Ist wahrscheinlich eher so, dass das nicht genug Idioten machen, um Aufmerksamkeit zu erregen und Handeln nötig zu machen.


----------



## domes (11. Dezember 2007)

zugang zum bt kaufen wär ja noch lustig, aber so ist es sinnlos. naja sollen sie machen... ^^


----------



## finnski (12. Dezember 2007)

also ich finde das gut! 

Was ist wenn ich mal den bt sehen will!!! 
Aber ich keine zeit wegen rl habe für ne raid gruppe! 

Ich mein es giebt ja auch einige die kaufen ein fussball ticket damit sie das sehen können weil das ihr hobby ist. Sie schauen sich dann das spiel live an weil sie es nicht schaffen selber mit zu spielen! 

Genauso ist es doch in wow! Manche haben einach keine zeit in einer raid gruppe acktiv zu sein und würden aber trotzedem gerne mal bei einem bt raid live dabei sein! was sind schon 50€ für jemand der geld hat 


			Dieser Inhalt steht nur eingeloggten Mitgliedern zur Verfügung.
        



Und naja was mekert ihr wenn ihr nicht wollt dann kauft es nicht!


----------



## finnski (12. Dezember 2007)

ach vergessen und man bekommt ja nichts dafür man kann ja nur zuschauen wie die in die ini gehn man bekommt kein item kein gold usw!!! 

Ich finde deswegen kann man das nicht vergleichen mit gold kaufen usw... Weil da verbessert ja man mit seinem rl geld seinen wow char =viel geld guter char und das finde ich soll nicht sein!

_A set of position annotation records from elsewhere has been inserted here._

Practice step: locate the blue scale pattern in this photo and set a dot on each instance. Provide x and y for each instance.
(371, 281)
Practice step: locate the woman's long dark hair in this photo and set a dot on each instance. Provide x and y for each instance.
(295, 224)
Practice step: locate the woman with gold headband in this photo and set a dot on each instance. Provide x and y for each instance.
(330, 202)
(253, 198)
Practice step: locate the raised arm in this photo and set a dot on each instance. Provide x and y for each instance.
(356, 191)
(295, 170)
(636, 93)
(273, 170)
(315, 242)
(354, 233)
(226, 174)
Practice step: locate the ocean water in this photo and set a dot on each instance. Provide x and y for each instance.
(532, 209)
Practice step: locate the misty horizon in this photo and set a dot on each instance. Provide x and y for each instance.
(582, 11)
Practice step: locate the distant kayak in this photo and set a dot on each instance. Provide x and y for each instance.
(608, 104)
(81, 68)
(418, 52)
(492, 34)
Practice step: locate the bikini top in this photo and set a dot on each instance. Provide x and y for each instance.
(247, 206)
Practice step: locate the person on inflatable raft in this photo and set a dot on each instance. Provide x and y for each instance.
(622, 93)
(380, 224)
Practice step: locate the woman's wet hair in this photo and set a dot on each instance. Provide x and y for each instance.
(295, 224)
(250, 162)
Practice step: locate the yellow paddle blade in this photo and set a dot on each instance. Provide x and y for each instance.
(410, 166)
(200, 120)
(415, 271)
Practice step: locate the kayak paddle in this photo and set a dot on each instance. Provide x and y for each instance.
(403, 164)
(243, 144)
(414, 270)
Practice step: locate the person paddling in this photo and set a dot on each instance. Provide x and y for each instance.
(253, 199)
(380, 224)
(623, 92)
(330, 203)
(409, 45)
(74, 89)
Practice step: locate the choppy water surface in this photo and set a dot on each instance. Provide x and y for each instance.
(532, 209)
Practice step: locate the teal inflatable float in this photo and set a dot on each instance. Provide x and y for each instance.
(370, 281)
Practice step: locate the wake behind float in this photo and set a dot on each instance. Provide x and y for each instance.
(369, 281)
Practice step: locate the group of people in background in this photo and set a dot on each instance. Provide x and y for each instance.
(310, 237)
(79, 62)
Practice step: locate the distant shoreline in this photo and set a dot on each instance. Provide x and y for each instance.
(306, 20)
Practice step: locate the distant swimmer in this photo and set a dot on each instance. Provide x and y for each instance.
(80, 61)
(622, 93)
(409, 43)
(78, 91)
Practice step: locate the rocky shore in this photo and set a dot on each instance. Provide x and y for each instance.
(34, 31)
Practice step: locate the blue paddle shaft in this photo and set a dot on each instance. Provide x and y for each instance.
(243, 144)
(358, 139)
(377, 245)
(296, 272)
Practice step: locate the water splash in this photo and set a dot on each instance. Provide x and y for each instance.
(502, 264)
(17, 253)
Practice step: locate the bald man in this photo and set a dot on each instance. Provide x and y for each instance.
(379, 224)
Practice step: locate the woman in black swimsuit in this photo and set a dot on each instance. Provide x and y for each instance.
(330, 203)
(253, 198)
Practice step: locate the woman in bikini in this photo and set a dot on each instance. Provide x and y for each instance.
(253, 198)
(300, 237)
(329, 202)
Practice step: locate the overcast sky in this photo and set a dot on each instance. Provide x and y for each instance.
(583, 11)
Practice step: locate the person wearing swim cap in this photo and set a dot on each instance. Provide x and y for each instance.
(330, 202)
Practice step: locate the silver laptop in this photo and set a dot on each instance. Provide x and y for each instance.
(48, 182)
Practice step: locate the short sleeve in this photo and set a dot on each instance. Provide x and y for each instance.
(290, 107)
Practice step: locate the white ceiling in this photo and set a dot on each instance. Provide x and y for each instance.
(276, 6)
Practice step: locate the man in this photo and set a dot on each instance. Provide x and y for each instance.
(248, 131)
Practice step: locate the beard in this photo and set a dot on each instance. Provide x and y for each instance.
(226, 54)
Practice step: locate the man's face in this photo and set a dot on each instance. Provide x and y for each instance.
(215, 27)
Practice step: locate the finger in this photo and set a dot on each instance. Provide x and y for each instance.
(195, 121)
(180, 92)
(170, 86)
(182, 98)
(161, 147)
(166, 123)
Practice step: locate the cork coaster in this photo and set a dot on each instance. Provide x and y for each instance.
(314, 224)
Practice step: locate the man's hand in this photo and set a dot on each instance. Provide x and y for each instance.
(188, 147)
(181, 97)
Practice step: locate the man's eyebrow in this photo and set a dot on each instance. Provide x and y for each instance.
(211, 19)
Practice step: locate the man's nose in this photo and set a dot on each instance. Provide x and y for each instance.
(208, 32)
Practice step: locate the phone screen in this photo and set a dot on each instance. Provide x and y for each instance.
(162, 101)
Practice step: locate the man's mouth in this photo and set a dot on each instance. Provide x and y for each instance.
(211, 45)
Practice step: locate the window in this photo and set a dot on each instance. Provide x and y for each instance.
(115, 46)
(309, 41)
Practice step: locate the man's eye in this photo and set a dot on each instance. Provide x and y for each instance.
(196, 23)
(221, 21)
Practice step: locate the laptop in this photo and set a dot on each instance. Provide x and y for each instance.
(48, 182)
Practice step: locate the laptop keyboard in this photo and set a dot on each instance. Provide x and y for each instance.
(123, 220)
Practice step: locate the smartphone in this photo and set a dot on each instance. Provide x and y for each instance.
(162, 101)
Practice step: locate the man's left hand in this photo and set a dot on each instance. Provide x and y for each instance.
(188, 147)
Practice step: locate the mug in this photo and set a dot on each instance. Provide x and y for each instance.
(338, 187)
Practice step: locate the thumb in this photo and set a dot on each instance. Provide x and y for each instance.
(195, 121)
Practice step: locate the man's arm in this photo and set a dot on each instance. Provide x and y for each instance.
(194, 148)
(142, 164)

Aber wie gesagt durch den bt run hat man ja nix das den char verbessert! Man schaut ja nur zu1


----------



## Tevik (12. Dezember 2007)

Habt ihr sonst eigentlich keine Probleme, wenn sie das anbieten, lasst sie doch.
Ich finde die Idee gut, und mit den ganzen threads helfen wir ihnen sehr, da viele leute so auf das angebot aufmerksam gemacht werden.

und wie schon erwähnt, ohne vorquests kein reinkommen und die vorquests habens in sich, da reicht es nicht kurz hogger zu verhauen oder sich durchs kloster ziehen zu lassen, wer die pre-q machen kann, kann auch gleich bt gehen...

achja und wird gegen chinafarmer was gemacht? nein, wieso auch, auch wenn sie geistiges eigentum von blizz verkaufen, bezahlen sie ja den account zum farmen, was blizz ja auch wieder nützt.

tut euch selber einen gefallen und vergesst nicht, dass es NUR EIN SPIEL ist, wieso in gottes namen regen sich (fast) alle hier so darüber auf? 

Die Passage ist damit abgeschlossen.